Lawrence Weiner: Was es braucht

by Kristin Schmidt

Endlich: Lawrence Weiner im Kunsthaus Bregenz. Die Ausstellung ist eine der konsequentesten und radikalsten in der Geschichte des Hauses: keine galerietauglichen Formate im Treppenhaus, keine Werkbeschriftungen an den Wänden, keine Objekte, Exponate oder Klänge, nur Worte und Raum vom Erdgeschoss bis ins dritte Obergeschoss.

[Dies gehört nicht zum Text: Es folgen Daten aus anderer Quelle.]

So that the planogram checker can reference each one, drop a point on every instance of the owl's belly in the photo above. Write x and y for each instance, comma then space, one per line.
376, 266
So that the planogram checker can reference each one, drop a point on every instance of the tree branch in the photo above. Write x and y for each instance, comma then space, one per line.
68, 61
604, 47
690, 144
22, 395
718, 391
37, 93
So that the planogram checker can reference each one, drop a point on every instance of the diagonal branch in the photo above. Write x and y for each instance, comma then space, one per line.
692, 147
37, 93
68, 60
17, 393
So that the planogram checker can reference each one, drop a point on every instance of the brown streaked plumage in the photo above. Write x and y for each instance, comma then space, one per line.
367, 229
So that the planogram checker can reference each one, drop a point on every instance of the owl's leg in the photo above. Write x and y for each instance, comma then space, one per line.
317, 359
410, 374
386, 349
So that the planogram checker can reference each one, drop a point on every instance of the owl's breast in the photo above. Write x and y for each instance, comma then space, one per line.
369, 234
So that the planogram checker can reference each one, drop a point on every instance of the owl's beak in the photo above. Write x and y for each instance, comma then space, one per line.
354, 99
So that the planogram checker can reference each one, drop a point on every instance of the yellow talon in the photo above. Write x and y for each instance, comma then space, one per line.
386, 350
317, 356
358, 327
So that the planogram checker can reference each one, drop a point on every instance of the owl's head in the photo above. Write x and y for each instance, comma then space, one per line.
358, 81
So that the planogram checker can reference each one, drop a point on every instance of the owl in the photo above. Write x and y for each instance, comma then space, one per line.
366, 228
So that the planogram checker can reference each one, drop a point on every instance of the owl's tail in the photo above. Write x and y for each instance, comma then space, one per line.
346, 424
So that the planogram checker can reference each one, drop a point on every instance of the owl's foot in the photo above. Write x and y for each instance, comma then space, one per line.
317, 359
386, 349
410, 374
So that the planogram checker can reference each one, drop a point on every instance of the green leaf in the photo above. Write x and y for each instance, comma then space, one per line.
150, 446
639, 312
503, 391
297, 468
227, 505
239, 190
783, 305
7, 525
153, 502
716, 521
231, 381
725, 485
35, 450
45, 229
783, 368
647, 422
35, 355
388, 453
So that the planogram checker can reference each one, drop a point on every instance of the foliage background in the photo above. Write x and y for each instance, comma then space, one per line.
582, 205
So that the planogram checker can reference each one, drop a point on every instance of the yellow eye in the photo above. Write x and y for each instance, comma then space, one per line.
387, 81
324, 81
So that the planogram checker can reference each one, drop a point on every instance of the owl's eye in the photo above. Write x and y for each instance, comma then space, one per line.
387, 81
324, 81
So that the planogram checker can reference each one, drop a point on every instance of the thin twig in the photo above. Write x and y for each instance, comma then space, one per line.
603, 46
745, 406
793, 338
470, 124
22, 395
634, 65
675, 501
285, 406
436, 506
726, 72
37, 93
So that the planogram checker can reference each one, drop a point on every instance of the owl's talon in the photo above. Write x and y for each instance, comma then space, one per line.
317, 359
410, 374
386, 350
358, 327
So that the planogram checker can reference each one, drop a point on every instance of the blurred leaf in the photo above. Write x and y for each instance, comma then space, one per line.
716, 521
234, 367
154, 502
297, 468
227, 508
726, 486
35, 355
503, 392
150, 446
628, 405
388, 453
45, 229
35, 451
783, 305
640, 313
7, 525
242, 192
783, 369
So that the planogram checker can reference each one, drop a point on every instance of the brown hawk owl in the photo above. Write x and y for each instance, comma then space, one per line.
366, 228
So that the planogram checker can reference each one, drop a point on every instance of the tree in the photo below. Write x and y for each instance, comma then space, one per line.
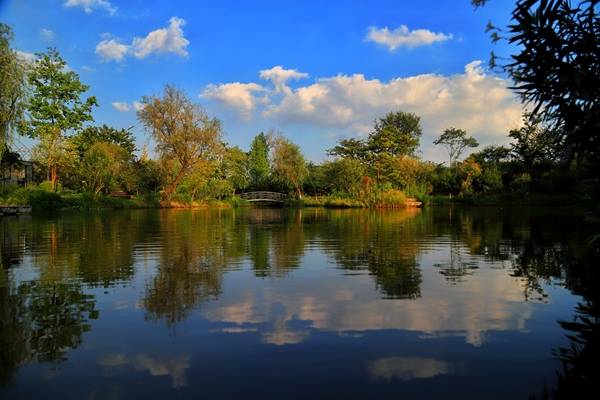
534, 143
55, 108
91, 135
350, 148
103, 166
235, 168
258, 161
491, 155
289, 166
183, 132
556, 68
398, 133
12, 88
456, 141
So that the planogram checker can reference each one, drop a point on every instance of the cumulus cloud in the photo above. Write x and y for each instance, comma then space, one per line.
121, 106
279, 76
26, 56
89, 6
47, 35
473, 100
404, 37
164, 40
137, 106
240, 96
111, 50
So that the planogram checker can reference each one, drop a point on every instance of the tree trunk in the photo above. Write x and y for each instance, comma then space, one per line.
171, 188
54, 177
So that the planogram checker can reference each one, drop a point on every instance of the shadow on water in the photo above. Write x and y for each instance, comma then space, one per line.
47, 308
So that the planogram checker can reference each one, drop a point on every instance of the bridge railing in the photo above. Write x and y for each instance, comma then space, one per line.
263, 195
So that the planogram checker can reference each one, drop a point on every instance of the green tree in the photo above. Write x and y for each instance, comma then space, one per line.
350, 148
12, 88
344, 175
55, 107
456, 141
398, 133
533, 143
91, 135
104, 166
235, 168
258, 161
289, 166
183, 132
556, 69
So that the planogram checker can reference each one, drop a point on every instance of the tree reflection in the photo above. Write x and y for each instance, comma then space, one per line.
384, 244
41, 321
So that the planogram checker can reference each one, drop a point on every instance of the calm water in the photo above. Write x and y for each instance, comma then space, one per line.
272, 303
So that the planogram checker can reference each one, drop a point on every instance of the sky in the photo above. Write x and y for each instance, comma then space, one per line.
316, 71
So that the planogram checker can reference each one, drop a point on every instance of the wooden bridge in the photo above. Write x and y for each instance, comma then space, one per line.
273, 197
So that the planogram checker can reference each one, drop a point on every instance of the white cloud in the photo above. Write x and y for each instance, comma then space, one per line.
90, 5
47, 35
472, 100
240, 96
111, 49
279, 76
26, 56
404, 37
164, 40
121, 106
137, 106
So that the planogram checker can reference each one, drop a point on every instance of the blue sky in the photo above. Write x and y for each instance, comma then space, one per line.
315, 70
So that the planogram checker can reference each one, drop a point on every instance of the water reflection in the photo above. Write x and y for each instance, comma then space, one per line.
272, 279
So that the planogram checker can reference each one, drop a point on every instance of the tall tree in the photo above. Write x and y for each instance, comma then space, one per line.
235, 168
456, 142
258, 161
12, 88
289, 165
556, 68
183, 132
533, 143
91, 135
350, 148
55, 108
398, 133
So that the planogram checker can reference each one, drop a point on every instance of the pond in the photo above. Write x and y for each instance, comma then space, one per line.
279, 303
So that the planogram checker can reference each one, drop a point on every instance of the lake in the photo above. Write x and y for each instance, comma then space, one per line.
280, 303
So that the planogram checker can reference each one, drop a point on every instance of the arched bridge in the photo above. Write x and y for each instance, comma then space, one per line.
274, 197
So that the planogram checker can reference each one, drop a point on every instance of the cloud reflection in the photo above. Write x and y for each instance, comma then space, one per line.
407, 368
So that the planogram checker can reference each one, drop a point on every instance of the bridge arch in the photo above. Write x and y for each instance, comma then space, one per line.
264, 196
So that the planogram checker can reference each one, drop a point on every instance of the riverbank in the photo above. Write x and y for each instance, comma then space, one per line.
42, 199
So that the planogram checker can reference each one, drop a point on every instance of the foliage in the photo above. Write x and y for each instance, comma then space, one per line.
397, 133
235, 168
289, 166
54, 108
456, 141
184, 134
258, 161
533, 143
12, 88
104, 167
91, 135
556, 68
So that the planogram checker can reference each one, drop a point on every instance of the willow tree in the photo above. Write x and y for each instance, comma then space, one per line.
289, 165
456, 142
12, 88
185, 135
55, 108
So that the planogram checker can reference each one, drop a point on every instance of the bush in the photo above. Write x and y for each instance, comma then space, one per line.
390, 198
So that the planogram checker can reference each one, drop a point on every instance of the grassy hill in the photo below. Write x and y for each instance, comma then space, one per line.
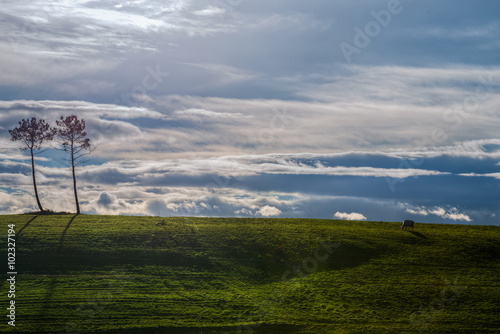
118, 274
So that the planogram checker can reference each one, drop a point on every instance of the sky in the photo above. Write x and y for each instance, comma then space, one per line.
355, 110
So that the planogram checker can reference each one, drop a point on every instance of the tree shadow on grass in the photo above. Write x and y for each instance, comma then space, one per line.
63, 235
418, 234
25, 225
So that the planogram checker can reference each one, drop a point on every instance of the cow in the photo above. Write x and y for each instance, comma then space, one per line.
407, 223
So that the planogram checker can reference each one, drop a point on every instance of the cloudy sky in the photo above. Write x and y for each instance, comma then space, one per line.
358, 110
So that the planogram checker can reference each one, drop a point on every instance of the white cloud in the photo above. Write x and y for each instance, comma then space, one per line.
452, 213
349, 216
269, 211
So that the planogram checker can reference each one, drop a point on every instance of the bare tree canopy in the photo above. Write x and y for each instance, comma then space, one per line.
33, 133
71, 132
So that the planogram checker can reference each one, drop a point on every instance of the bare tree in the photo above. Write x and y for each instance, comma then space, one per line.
71, 131
33, 133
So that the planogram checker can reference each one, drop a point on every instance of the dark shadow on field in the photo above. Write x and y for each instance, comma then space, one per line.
25, 225
258, 329
63, 235
418, 234
46, 304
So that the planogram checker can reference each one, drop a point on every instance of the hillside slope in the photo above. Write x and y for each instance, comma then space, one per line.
121, 274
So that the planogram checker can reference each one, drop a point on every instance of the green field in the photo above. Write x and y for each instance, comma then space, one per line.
121, 274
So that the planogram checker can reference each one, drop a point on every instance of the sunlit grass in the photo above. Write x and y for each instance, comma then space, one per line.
214, 275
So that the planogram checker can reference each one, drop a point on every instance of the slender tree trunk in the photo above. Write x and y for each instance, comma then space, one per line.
34, 180
74, 181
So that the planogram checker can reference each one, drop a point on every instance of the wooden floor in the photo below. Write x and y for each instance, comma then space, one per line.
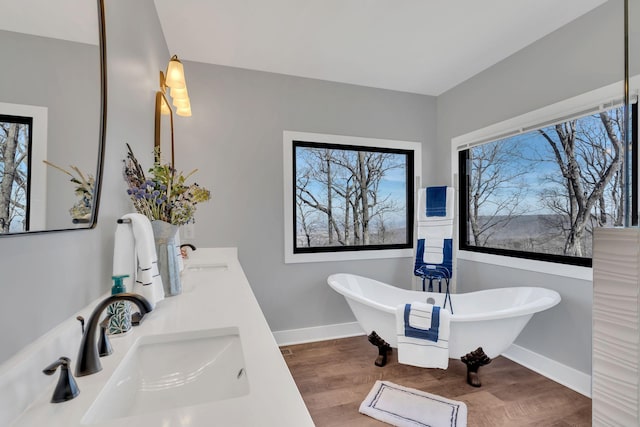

Worte, die dem Raum, dem Haus gewidmet sind, die vom Stein ausgehen und damit das Material ebenso würdigen wie den Bau und das Licht darin: Stellt Lawrence Weiner Peter Zumthor aus? Dominiert Zumthors Architektursprache Weiners Kunst? Das Kräfteverhältnis ist ausgewogen und kippt einzig im Erdgeschoss mit der zusätzlich eingezogenen Wand: Sie verändert den vorhandenen Raum markant und trennt die Arbeit Weiners unnötigerweise vom Kassenbereich ab. Selbst nicht aus Stein trägt die temporäre Wand den ersten Satz: „Built up with stones fallen down from the sky“. Der Weg der Steine führt durch das Haus. „Up“, „Down“ – durch die Stapelung der Geschosse in spiralförmiger Bewegung. Erst hinauf bis in den dritten Stock. Hier sitzen die charakteristischen Weinerschen Lettern schräg auf der Nordwand des Raumes: „The boulders on top rent & split“. Blau über dunklem Gelb, gefasst mit einer kräftigen schwarzen Umrisslinie und wie immer bei Weiner in Englisch und der jeweiligen Landessprache: „Die Brocken obenauf zerrissen und gespalten“. Mit den eleganten Übersetzungen im Kunsthaus Bregenz formen sich nahezu geschlossene Sprachblöcke. Die englische und die deutsche Fassung treffen aufeinander, überlagern sich um einige Zentimeter. Die Interferenzflächen sind hellgelb. In diesen Flächen lösen sich Wörter und Bedeutung voneinander, Form und Gestaltung gewinnen an Gewicht. Noch stärker wirken diese Überschneidungen im zweiten Geschoss. Hier sind die Buchstaben grösser und horizontal gesetzt. Die formale Klarheit ist die elementare ästhetische Basis des Werkes. „Drawn out from a stone“: „Aus einem Stein heraus“ spiegelt sich im fugenlosen, hellgrauen Terrazzoboden vor der westlichen Wand. Der Lichteinfall ist ein anderer als im Stockwerk darüber. Wie kaum zuvor ist mit der Ausstellung die Umgebung des Hauses zu spüren, der See vor dem Haus, die Berge im Rücken, die Lichtführung Zumthors. Doch bei aller Sensibilität für die Architektur entfaltet sich das Werk Weiners unabhängig vom konkreten Raum und weit über diesen hinaus. Sätze wie „Manifest pressure leading to the release of whatsoever piezo can be found“, übersetzt mit „Innewohnender Druck befreit jegliches piezo so vorhanden“, sprengen die Dimension materieller, räumlicher Grenzen.